Editorial: Snail-paced security
Monday, July 3, 2006 | 7:30 a.m.
In what charitably could be described as a better-late-than-never approach, President Bush has given federal civilian agencies 45 days to enact new security measures to protect the personal information of millions of Americans that many agencies possess.
The president's declaration came about a week before the FBI's announcement Thursday that it had recovered the stolen Veterans Affairs Department laptop and hard drive that contained the personal data of millions of retired and active-duty military personnel. Tests showed the data had not been accessed.
Bush's new security guidelines, which he issued June 23, came during a month in which data thefts or security breaches at five federal agencies placed Social Security numbers at risk of being revealed or stolen, the Washington Post reported. Furthermore, a story last week by the Post showed that a person with advanced computer skills could hack into the electronic voting systems most commonly used in local and state elections.
When is government going to catch up? Policy change typically occurs in what could be described as geologic time. And taxpayer-supported agencies at all levels of government often struggle with obtaining even the most marginally up-to-date technology.
The problem is that cyber-thieves do have access to advanced technology. And when government agencies fail to enact security measures fast enough or try to save money by not acquiring the staff or the software upgrades necessary to keep data safe, security breaches are bound to happen.
Bush's guidelines call for encrypting all data on laptop or handheld computers and requiring employees to use a password and a keycard to access databases from remote locations.
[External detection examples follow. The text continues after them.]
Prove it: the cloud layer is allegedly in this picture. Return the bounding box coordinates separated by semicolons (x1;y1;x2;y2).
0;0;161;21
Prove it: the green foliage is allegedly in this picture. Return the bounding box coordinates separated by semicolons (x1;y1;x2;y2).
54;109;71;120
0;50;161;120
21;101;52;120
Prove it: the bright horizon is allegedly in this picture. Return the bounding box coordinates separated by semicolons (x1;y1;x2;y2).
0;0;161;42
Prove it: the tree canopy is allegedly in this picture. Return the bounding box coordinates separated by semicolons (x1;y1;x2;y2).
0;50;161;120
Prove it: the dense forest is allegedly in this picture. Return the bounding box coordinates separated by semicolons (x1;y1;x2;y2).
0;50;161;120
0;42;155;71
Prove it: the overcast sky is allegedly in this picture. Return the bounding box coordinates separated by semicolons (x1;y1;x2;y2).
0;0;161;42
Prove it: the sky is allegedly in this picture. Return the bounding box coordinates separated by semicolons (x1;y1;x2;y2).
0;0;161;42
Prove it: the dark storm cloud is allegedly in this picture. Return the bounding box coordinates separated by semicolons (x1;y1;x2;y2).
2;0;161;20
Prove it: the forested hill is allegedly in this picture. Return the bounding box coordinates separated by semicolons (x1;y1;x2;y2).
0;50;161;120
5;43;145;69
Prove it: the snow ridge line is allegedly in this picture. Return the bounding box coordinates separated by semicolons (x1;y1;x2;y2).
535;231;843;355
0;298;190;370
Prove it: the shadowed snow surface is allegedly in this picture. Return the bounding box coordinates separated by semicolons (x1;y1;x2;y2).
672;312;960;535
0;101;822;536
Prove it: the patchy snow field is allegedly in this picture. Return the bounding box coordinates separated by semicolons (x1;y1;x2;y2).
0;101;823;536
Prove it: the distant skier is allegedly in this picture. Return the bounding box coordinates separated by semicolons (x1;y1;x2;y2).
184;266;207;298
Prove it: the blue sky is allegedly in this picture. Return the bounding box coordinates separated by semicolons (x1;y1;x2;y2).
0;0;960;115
Such connections must be automatically terminated after 30 minutes. Agencies would have to log what sensitive information has been downloaded and prove that those records are deleted within 90 days, unless the information is needed longer.
Enacting such policies in 45 days may be lightning speed for government. But such urgency is necessary daily, not just in the wake of a theft. Computer crooks work all day long with the best equipment available, looking for ways to sneak into government systems. If government wants to operate in the computer age, it must work at computer speed.